A conferência de Elleström abordou formas de como conceber a veracidade nos tipos de comunicação humana. Em sua palestra ele falou sobre domínios extracomunicacionais e intracomunicacionais. Ele explica que esses domínios fazem parte de uma esfera virtual, onde até os sonhos são incluídos. Ele conta que seu artigo retrata sobre como estas proposições verbais correspondem ou não a circunstâncias reais já conhecidas. “Esses tratados filosóficos baseiam-se principalmente em aspectos lógicos da linguagem que são determinados por um uso particular de símbolos, entendidos como sinais habituais”, esclarece. Para ele, isso requer um foco em outro tipo de sinais, índices, que se conectam a objetos que não são baseados em hábitos ou convenções, mas de contiguidade ou conexões reais.

Sobre o assunto, o professor diz que ele requer atenção em todos os tipos de meios de comunicação, não apenas aqueles envolvendo linguagem. “Os produtos de mídia, de acordo com a minha definição, são as entidades materiais intermediárias, corporais ou não corporais, com capacidades semióticas que permitem a transferência de importação cognitiva entre mentes humanas através da representação”, expõe. Na última conferência do Seicom deste ano, Elleström comenta que o seu objetivo é construir um modelo que mostre em que maneiras a comunicação humana pode realmente ser colocada em contato com o que se percebe ser o mundo circundante através de índices. Isso deve ser válido para todos os tipos de mídia: notícias, fotografias, testemunhos, romances, músicas, bate-papos, carícias, diagramas científicos, etc..

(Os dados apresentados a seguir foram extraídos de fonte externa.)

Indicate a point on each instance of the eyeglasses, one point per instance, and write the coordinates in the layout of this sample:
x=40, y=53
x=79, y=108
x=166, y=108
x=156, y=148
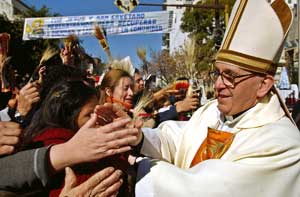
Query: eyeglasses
x=228, y=79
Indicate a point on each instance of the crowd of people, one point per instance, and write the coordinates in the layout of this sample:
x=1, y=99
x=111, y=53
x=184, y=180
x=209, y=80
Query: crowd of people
x=66, y=133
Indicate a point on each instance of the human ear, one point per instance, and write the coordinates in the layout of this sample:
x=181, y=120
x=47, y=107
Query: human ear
x=108, y=92
x=265, y=86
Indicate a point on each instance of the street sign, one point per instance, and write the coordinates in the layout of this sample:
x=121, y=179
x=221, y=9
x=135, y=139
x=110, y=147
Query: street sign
x=126, y=6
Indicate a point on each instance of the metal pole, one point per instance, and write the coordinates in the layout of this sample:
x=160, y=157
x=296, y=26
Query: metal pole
x=217, y=15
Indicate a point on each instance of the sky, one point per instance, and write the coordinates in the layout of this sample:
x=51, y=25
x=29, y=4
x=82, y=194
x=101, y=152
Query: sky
x=120, y=45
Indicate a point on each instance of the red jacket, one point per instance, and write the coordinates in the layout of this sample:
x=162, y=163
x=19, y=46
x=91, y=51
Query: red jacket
x=83, y=171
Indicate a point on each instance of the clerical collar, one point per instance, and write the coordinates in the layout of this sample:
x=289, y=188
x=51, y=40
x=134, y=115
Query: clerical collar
x=231, y=118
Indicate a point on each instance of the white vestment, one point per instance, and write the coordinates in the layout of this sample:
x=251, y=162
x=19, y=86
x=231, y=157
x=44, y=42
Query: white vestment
x=263, y=159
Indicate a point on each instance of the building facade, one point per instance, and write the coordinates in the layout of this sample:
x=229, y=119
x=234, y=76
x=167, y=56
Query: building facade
x=175, y=39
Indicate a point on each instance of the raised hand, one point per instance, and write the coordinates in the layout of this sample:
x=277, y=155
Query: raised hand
x=27, y=96
x=106, y=182
x=91, y=143
x=9, y=137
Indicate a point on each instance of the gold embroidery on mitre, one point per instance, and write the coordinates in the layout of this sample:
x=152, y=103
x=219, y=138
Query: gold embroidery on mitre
x=246, y=61
x=234, y=24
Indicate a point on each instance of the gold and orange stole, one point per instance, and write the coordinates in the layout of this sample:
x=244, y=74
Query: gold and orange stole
x=214, y=146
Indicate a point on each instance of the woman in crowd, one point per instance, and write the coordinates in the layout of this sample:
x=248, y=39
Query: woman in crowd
x=117, y=87
x=65, y=109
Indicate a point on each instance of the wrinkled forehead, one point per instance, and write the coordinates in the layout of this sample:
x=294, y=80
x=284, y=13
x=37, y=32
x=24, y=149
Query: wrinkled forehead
x=226, y=66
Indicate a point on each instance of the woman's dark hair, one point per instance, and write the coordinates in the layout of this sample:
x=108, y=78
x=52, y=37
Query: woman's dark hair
x=60, y=108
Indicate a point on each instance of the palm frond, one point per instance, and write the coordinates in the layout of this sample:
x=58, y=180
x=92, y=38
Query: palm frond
x=123, y=64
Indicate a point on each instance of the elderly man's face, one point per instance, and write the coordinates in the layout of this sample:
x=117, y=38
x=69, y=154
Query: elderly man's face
x=239, y=97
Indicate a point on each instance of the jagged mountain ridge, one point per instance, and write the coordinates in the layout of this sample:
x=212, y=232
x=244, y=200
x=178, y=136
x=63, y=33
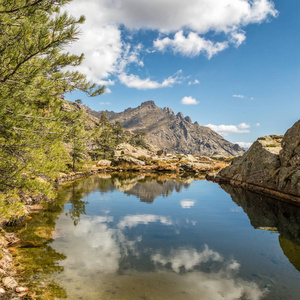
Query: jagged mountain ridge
x=173, y=133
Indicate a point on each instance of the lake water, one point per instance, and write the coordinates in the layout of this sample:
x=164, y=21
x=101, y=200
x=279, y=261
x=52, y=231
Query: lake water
x=161, y=237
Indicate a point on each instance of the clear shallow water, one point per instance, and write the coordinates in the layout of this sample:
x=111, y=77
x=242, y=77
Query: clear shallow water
x=141, y=237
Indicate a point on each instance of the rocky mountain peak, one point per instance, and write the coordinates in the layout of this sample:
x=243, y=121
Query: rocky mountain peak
x=174, y=134
x=188, y=119
x=168, y=111
x=180, y=116
x=148, y=103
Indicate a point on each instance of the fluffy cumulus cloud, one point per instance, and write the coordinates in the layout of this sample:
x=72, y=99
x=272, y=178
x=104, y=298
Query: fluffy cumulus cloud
x=189, y=101
x=196, y=81
x=239, y=96
x=182, y=30
x=226, y=129
x=191, y=45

Quanto aos domínios intracomunicacionais e extracomunicacionais ele deixa claro que eles não emergem de nada, mas são extraídos de percepções anteriores, sensações e noções que são armazenadas na memória, tanto de longo prazo quanto de curto prazo, que também pode abranger a comunicação contínua. “Anteriormente pode, portanto, ser há um século ou uma fração de um segundo atrás”, confirma. Por fim, ele argumenta: acontece uma melhor compreensão das variedades de veracidade na comunicação se cada tipo de mídia é investigado em uma escala mais fina sobre a veracidade esperada em termos de diferentes tipos de contiguidade e diferentes tipos de objetos indexacionais extracomunicacionais. Ou seja, tipos de mídia são definidas, entre outras coisas, pelos próprios tipos de veracidade nos produtos de mídia que os constituem. No final, no entanto, os tipos de mídia não são entidades estáveis, mas importantes categorias pragmáticas que variam através da história e das culturas. “O mapeamento de tais diversidades múltiplas é necessário para transcender as categorias grosseiras de ficção e não ficção”, completa.